Vendredi, une vingtaine de spécialistes de la Ville de Saint-Hyacinthe et d'Urgence-Environnement, qui relève du ministère de l'Environnement du Québec, ont ratissé la rivière Yamaska. Ils ont réalisé que les poissons gisant sur la berge n'étaient que la pointe de l'iceberg. « Les agents de la faune ont découvert plusieurs milliers de poissons morts. Ils étaient dans le fond de l'eau en état de décomposition avancée et décolorés. On peut penser qu'ils étaient morts depuis plusieurs jours », explique Christian Blanchette, coordonnateur régional d'Urgence-Environnement pour l'Estrie et la Montérégie.

Comment sont-ils morts ?

« On croit que c'est un mélange de facteurs », dit Christian Blanchette. L'expert d'Urgence-Environnement montre du doigt la diminution exceptionnelle du débit de la rivière Yamaska, qui est actuellement de 10 m3 par seconde, contre au moins 700 m3 par seconde au printemps. « Il n'y a pas d'eau et il a fait très, très chaud. Si les poissons ont été pris dans une fosse au milieu de la rivière avec un soleil de 32 degrés, ils sont morts. Ils ont manqué d'oxygène », explique-t-il. Seuls les résultats des analyses d'échantillons de carcasses permettront toutefois d'établir la cause exacte de leur mort.

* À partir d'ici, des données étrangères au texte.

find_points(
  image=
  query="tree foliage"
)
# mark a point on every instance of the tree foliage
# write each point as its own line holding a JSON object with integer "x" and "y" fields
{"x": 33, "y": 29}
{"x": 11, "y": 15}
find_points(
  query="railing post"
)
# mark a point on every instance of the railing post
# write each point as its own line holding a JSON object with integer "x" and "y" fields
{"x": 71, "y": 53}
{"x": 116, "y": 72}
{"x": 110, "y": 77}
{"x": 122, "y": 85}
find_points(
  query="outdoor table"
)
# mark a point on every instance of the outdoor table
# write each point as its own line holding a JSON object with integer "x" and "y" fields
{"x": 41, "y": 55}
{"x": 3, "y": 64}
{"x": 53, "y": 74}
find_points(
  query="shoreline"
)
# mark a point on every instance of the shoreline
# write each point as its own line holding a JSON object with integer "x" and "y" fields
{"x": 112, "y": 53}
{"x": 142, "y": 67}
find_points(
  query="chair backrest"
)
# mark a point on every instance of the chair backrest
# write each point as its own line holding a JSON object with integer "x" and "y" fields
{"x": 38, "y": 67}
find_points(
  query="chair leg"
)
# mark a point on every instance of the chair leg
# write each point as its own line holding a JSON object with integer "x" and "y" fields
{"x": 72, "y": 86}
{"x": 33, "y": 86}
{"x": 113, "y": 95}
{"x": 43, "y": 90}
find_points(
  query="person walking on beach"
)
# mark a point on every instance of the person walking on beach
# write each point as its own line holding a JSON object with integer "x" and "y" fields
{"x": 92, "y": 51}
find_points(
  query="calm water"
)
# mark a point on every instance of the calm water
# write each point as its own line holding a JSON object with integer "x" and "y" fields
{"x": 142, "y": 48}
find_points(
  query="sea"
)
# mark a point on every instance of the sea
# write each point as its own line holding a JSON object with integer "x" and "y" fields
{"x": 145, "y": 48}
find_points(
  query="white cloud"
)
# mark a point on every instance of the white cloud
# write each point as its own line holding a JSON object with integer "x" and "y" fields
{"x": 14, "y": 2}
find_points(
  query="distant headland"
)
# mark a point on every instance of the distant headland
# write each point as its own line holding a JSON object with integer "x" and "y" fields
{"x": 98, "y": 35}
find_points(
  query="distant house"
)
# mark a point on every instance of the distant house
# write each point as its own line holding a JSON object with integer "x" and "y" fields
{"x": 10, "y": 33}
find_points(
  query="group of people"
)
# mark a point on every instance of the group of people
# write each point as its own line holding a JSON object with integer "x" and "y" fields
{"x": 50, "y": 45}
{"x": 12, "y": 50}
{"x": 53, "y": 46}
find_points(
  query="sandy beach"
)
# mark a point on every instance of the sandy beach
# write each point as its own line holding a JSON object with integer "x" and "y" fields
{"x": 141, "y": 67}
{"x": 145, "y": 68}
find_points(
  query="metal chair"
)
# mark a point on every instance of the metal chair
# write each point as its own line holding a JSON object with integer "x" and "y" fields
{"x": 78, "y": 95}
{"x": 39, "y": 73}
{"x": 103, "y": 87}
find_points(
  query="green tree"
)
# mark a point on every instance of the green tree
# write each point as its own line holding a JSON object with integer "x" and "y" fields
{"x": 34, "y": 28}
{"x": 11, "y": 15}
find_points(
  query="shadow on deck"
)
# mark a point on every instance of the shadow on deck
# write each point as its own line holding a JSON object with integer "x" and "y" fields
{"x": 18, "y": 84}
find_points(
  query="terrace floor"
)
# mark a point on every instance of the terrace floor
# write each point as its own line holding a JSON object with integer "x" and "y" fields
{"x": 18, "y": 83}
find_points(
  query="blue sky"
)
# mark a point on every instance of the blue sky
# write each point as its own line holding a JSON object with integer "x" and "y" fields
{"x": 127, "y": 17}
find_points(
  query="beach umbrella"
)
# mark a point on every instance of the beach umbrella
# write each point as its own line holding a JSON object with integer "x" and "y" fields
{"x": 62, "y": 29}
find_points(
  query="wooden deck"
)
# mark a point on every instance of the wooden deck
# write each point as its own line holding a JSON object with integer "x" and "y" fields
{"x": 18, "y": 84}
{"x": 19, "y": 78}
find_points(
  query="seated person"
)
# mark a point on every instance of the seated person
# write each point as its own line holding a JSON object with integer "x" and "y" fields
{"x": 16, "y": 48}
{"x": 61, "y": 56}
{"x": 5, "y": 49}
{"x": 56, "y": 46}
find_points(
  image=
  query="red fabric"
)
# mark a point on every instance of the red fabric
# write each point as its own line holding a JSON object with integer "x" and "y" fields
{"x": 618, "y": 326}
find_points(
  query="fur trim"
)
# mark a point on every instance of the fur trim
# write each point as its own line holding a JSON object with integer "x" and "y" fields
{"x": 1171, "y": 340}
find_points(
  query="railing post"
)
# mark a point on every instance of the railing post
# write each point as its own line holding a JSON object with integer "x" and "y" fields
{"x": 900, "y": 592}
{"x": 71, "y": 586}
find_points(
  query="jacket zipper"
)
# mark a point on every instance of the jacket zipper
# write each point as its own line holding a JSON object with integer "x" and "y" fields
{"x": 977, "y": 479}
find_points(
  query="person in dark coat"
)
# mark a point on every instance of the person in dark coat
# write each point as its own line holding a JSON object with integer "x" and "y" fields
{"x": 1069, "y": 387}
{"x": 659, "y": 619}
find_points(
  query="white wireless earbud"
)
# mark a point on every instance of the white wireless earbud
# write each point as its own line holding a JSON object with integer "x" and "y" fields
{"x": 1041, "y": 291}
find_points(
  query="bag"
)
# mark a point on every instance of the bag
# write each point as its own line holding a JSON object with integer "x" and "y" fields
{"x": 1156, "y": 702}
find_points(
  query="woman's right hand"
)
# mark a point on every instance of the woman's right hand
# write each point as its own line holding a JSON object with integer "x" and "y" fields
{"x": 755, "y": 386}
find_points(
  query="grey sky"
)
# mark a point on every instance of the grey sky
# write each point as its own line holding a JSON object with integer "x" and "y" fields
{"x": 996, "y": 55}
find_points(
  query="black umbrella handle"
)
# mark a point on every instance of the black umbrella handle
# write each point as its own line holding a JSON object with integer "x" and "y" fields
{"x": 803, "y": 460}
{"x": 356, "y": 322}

Pas de déversement selon le Ministère

Les autorités publiques n'ont découvert aucune trace d'un déversement dans la rivière Yamaska. « Est-ce qu'il y a eu un déversement ponctuel qu'on n'a pas réussi à identifier ? Peut-être », précise M. Blanchette. Selon lui, le faible débit de la rivière a fortement nui à la circulation des sédiments rejetés par l'activité humaine et le système de traitement des eaux de la Ville. « Beaucoup d'industries agroalimentaires ont profité de la fin de semaine pour laver de l'équipement. On a une charge accrue des égouts pluvial et sanitaire. Avec un débit normal, ces résidus partent », explique-t-il.

Une mystérieuse croûte blanche

Benoît Lévesque habite depuis 20 ans sur le bord de la rivière Yamaska et n'adhère pas à l'hypothèse du Ministère. « Je vais à la pêche chaque semaine. Ce n'est pas la première fois que la Yamaska baisse comme ça et qu'il fait chaud. Ça arriverait tout le temps. Mais là, ça se produit alors qu'il y a une croûte pâteuse blanche à la surface de l'eau. Quand on la touche, ça dégage une odeur d'huile », soutient-il. La Presse a également observé cette mystérieuse boue blanche à certains endroits. « C'est comme de la graisse. C'est la première fois que je voyais ça », ajoute Philippe Gentile, qui avait repéré une énorme nappe de cette boue jeudi soir.

Une substance sans danger

Christian Blanchette ne croit pas que cette substance ait causé la mort des poissons. « Ce sont de petites grappes d'amoncellements de sédiments, de matières organiques et de gras. On retrouve souvent ce genre de matières dans le réseau d'égout pluvial et sanitaire. On ne devrait pas retrouver ça dans la rivière », dit-il. Au cours de sa carrière d'agent de la faune, Philippe Gentile a déjà testé le taux de toxines des poissons. Même s'il trouve « très plausible » l'hypothèse des autorités, il s'interroge sur la qualité de l'eau. « On dirait que c'est quelque chose qui a fui et qui a tué tout ce qui a des branchies. L'eau est peut-être toxique et on ne le sait pas », s'inquiète-t-il. Malgré tout, le Ministère et la Ville de Saint-Hyacinthe assurent que la qualité de l'eau potable distribuée est excellente.